Théoriquement, nous sommes tous égaux devant l’urne dans laquelle nous déposons notre bulletin de vote. Des majorités populaires devraient donc pouvoir forcer les politiciens à satisfaire ces préoccupations. Mais le mouvement Occupy a éclaté et s’est propagé parce que des millions de personnes aux Etats-Unis réalisent que la façon dont fonctionne Washington n’a en réalité aucune ressemblance avec les explications des manuels de science politique et leur vulgarisation médiatique.
Mais alors comment le 1% réussit-il son coup ?
Un gouvernement des, par et pour, les entreprises
Le politologue Sheldon Wolin est allé jusqu’à définir les Etats-Unis comme un exemple de «totalitarisme inversé», où les entreprises dominent l’Etat, où voter est la seule participation populaire acceptable, et où la démocratie est «gérée» afin qu’elle produise seulement des résultats que le gouvernement et les entreprises souhaitent. Pour S. Wolin, les médias contrôlés par les entreprises jouent un rôle pour contribuer à manipuler la démocratie, même derrière leur prétention d’être une presse libre.
Il est incontestable que les entreprises jouent un rôle important dans le gouvernement, comme cela a toujours été le cas.

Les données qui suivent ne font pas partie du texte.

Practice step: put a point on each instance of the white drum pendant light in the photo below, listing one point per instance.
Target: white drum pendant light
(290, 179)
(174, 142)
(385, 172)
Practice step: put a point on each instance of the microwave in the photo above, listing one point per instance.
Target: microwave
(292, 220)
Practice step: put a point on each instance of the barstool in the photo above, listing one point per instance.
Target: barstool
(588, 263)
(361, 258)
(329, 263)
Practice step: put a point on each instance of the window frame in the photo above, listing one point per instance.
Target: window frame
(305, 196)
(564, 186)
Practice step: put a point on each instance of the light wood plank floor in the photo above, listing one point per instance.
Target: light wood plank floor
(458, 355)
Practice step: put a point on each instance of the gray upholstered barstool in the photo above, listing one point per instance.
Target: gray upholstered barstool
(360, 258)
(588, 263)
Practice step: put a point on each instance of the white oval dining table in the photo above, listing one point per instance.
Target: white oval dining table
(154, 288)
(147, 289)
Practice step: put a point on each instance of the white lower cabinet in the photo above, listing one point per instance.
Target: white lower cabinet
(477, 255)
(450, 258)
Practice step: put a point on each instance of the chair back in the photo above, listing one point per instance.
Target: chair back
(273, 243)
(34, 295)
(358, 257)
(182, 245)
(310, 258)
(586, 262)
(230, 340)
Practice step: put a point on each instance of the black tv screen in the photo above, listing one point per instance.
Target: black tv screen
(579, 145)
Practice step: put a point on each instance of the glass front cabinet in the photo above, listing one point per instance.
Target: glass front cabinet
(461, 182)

La plupart des grandes fortunes des Etats-Unis ont été amassées par des capitalistes qui ont exploité le pouvoir du gouvernement pour acquérir des avantages sur leurs concurrents ou pour profiter des ressources publiques. Les ploutocrates de «l’âge doré» de la fin du XIXe siècle, par exemple, les Vanderbilts, Astors, Stewarts, Gould, ont basé la fortune qu’ils ont tiré des chemins de fer sur la concession de 100 millions de dollars de fonds du gouvernement fédéral et des Etats. Et sur la concession de 200 millions d’acres de terres fédérales pour la construction des lignes de chemin de fer. Dans l’économie d’aujourd’hui, aussi bien l’énergie nucléaire qu’Internet sont le produit de la privatisation de technologies développées dans des laboratoires du gouvernement fédéral.
Malgré toute la rhétorique des idéologues du libre marché qui opposent le «big government» [le gouvernement fédéral et ses agences] au «big business», la vérité c’est que le big business a toujours trouvé utile d’investir dans les politiciens et dans leurs partis politiques pour obtenir des politiques étatiques qui améliorent ses bilans.
C’est ainsi que lors de la crise des caisses d’épargne des années 1980, quand le Congrès a fait comparaître l’escroc Charles Keating devant une commission parlementaire, et qu’un député lui a demandé s’il pensait que les milliers de dollars qu’il avait donnés à des politiciens servaient à acheter de l’influence, Keating a répondu: «Assurément, je l’espère.»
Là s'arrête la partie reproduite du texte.